No differences were found among right versus left CR in both medial and lateral SN across all groups, except for the LSPD group (P < 0.05). Thus, CR analysis was performed independently for left and right values. CR analysis for both right and left sides of the internal SN region showed no differences across all PD groups and controls. Concerning the lateral SN region, CR analysis showed a significant difference only for the left side between 2–5 year PD patients and controls (P < 0.05).

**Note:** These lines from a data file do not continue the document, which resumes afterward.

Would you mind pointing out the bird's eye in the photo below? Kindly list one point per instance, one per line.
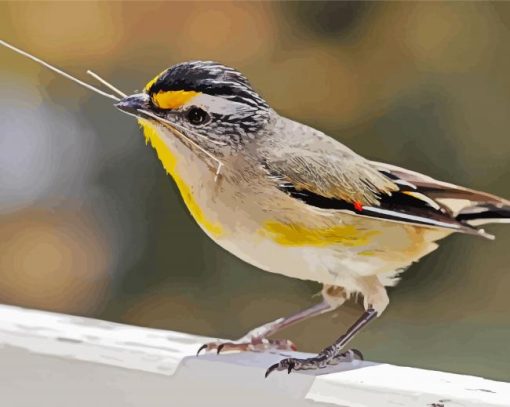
(197, 116)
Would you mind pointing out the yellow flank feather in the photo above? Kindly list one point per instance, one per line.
(299, 235)
(169, 161)
(173, 99)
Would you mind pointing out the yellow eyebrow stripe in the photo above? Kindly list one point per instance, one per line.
(173, 99)
(151, 82)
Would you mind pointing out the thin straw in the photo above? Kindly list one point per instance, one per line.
(59, 71)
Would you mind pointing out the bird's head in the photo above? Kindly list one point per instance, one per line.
(209, 103)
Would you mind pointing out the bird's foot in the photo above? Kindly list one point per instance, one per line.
(329, 356)
(254, 345)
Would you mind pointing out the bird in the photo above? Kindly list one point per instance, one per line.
(289, 199)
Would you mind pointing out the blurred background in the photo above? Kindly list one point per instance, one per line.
(91, 225)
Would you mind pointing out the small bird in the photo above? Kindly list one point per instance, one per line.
(288, 199)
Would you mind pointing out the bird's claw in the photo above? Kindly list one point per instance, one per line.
(317, 362)
(254, 345)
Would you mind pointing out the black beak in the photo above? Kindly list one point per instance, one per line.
(134, 103)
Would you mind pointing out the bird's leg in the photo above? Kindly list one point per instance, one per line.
(329, 354)
(256, 339)
(376, 300)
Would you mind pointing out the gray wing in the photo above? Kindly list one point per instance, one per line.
(315, 162)
(327, 175)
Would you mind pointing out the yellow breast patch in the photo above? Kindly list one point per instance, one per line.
(299, 235)
(169, 161)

The median left and right CR results obtained for the internal and lateral SN region are detailed in Table 1. Across all groups no differences were found for the internal SN region (P = 0.06), while CR in the lateral region was significantly different between controls and 2–5 year PD patients (P = 0.008) (Fig. 5). Although no other statistically significant differences were found, a tendency for CR decrease was observed with disease progression for early-intermediate stage groups (Fig. 5). Contrary to this trend, an increment in CR was observed for the LSPD group if compared to the 2–5 year PD group (Fig. 4).

Fig.5

CR values in in de novo PD patients, 2–5 year PD patients, LSPD patients and controls for the SN internal region (A) and lateral region (B).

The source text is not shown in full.